The forensic detail supported their instinct. There were no scratches or dents on the truck consistent with a fall. The hydraulic jack had been placed in an unusual position without stabilizers. The garage circuit breaker was switched off, meaning no hanging light could have sparked the fire as initially theorized. The body had been covered with cardboard and was soaked in an accelerant far beyond what any fuel spill would produce.
The coroner moved more slowly still. Dental records submitted by Denise did not match the victim’s teeth. The body showed no healed arm fracture that Ari’s medical history documented. The build was slimmer, younger-looking. A tribal shoulder tattoo that Ari carried was absent. The coroner determined the remains were those of a man significantly younger than 39.
Meanwhile, at 3 p.m. on February 23, Donna FioRito was waiting for Justin. He did not come. He did not answer his phone. She called the Home Depot, hoping to reach his manager, and learned through a phone chain that Ari Squire, Justin’s new employer, had supposedly died in a fire that morning.
The next day, a text arrived on Donna’s phone, purportedly from Justin: Gone to Missouri. Call you next week. Justin did not text. His family filed a missing person report.

Eureka, Missouri
On March 2, 2008, eight days after the fire, a patrol officer in Eureka, Missouri ran a routine license plate check on a vehicle parked outside a Days Inn. The registration came back to Justin Newman. Investigators assembled, armed, outside Room 133. They knocked and announced themselves. No answer. They obtained a master key. The door was still chained from inside. They could hear nothing.
Then a single gunshot sounded from inside the room.
When they entered, they found a man dead on the bed from a self-inflicted gunshot wound to the head. Fingerprints confirmed it was Ari Squire. Justin Newman’s cell phone, car, and identification were in the room.
The blue contact lenses were still in Ari’s eyes. Two days later, DNA results confirmed that the body recovered from the Lake Barrington garage was Justin Newman’s. He had been killed by crushing before the fire was set.

The Emails
Lake County Sheriff’s investigators found at least four emails Ari had sent to Denise in the days after the fire, while he was supposed to be dead. He asked when his ashes would be returned. He asked what she planned to do with them.
Denise’s reply referenced the medical examiner still holding the body. She did not write your body. She wrote the body.
Denise’s attorney argued she had believed the emails were scheduled messages Ari had arranged before his supposed death, sent automatically after the fact. She passed a polygraph examination.
She was never charged with any crime. The $5 million insurance claim was denied under the policy’s suicide clause. In a subsequent civil suit, a jury found Denise liable and awarded Justin Newman’s family $6 million in damages.

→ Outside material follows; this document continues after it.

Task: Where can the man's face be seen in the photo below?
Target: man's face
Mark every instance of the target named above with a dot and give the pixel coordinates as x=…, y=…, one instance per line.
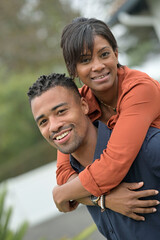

Whether that award was ever collected is not publicly known. Denise Squire continued to live in the Lake Barrington home.
Justin Newman was 20 years old. He was driving his mother to work every Saturday without exception. He had been offered what looked like his first real break, a job that paid real wages, by a man he had met at the store where he worked. He told his mother he would be home by 3 p.m. He had never been late before.